Polls: Americans Broadly Support Move to Drop Saturday Mail Delivery

David Goldman/AP

The vast majority of Americans are shrugging off the prospect of canceled Saturday mail delivery, according to recent surveys.

A poll released Thursday by the U.S. Postal Service and conducted by polling firm IPSOS said 80 percent of respondents between Feb. 8 and 11 supported USPS’ decision to cancel Saturday mail service.

That finding echoed a CBS News poll released Tuesday that said 71 percent of respondents favored the delivery cuts.

“These survey results illustrate the strong public support for our new delivery schedule in communities across the country,” Postmaster General Patrick R. Donahoe said in a statement. “The American public understands the financial challenges of the Postal Service and supports this new delivery schedule as a prudent, responsible and reasonable approach to address our urgent financial situation.”

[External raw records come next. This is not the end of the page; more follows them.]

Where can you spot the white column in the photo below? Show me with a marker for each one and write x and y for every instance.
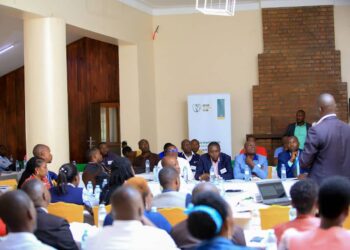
(46, 103)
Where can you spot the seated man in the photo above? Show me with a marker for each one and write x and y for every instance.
(259, 150)
(182, 236)
(290, 159)
(170, 197)
(219, 161)
(333, 204)
(43, 152)
(18, 213)
(181, 163)
(127, 231)
(257, 164)
(107, 156)
(304, 200)
(51, 230)
(156, 218)
(140, 161)
(189, 155)
(281, 149)
(94, 170)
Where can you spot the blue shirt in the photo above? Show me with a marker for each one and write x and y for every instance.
(156, 218)
(219, 243)
(260, 166)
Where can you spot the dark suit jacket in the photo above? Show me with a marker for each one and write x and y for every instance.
(204, 166)
(327, 149)
(54, 231)
(291, 128)
(183, 238)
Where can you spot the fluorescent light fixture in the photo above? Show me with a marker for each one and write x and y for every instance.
(216, 7)
(6, 49)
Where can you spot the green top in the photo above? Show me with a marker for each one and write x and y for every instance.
(300, 132)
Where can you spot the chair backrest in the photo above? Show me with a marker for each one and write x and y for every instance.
(269, 172)
(173, 215)
(69, 211)
(273, 216)
(11, 183)
(95, 211)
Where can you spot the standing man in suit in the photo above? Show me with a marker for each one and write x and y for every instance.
(299, 128)
(51, 230)
(219, 161)
(327, 145)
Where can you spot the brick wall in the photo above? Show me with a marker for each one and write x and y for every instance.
(299, 62)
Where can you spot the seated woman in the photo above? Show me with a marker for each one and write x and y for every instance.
(67, 189)
(210, 220)
(156, 218)
(36, 168)
(121, 170)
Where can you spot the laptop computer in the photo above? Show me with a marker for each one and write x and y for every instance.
(273, 193)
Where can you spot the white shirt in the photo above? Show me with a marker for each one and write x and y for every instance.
(130, 235)
(21, 241)
(182, 163)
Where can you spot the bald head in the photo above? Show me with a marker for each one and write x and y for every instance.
(37, 192)
(326, 104)
(17, 211)
(127, 204)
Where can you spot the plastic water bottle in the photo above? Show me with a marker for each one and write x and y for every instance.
(148, 167)
(90, 188)
(246, 173)
(18, 167)
(104, 183)
(97, 194)
(155, 173)
(83, 240)
(185, 173)
(283, 173)
(212, 174)
(101, 214)
(292, 213)
(271, 241)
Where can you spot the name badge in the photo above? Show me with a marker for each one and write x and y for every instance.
(223, 171)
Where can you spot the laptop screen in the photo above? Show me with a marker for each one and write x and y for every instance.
(271, 190)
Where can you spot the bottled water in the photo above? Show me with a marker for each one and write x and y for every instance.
(90, 188)
(148, 167)
(104, 183)
(101, 214)
(246, 173)
(97, 194)
(83, 240)
(292, 213)
(283, 173)
(18, 167)
(271, 241)
(155, 173)
(185, 173)
(212, 174)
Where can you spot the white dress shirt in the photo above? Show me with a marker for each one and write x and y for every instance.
(183, 163)
(21, 241)
(130, 235)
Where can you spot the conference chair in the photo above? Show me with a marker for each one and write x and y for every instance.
(173, 215)
(273, 215)
(11, 183)
(95, 211)
(70, 212)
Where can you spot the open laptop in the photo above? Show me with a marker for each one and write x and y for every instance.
(273, 193)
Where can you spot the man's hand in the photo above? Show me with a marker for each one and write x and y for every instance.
(249, 161)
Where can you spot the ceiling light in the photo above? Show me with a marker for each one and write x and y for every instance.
(216, 7)
(3, 50)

IPSOS found no statistically significant difference of opinion across urban, suburban and rural areas, or different age groups. CBS found Americans under the age 30 were the least likely to use the Postal Service, while 47 percent of those age 65 and older use it frequently.

Some have worried Postal Service cuts will especially affect poor and rural residents. The CBS Poll indicated that residents earning $50,000 or less a year in household income were less likely to support the cuts, but still were broadly in favor of the move.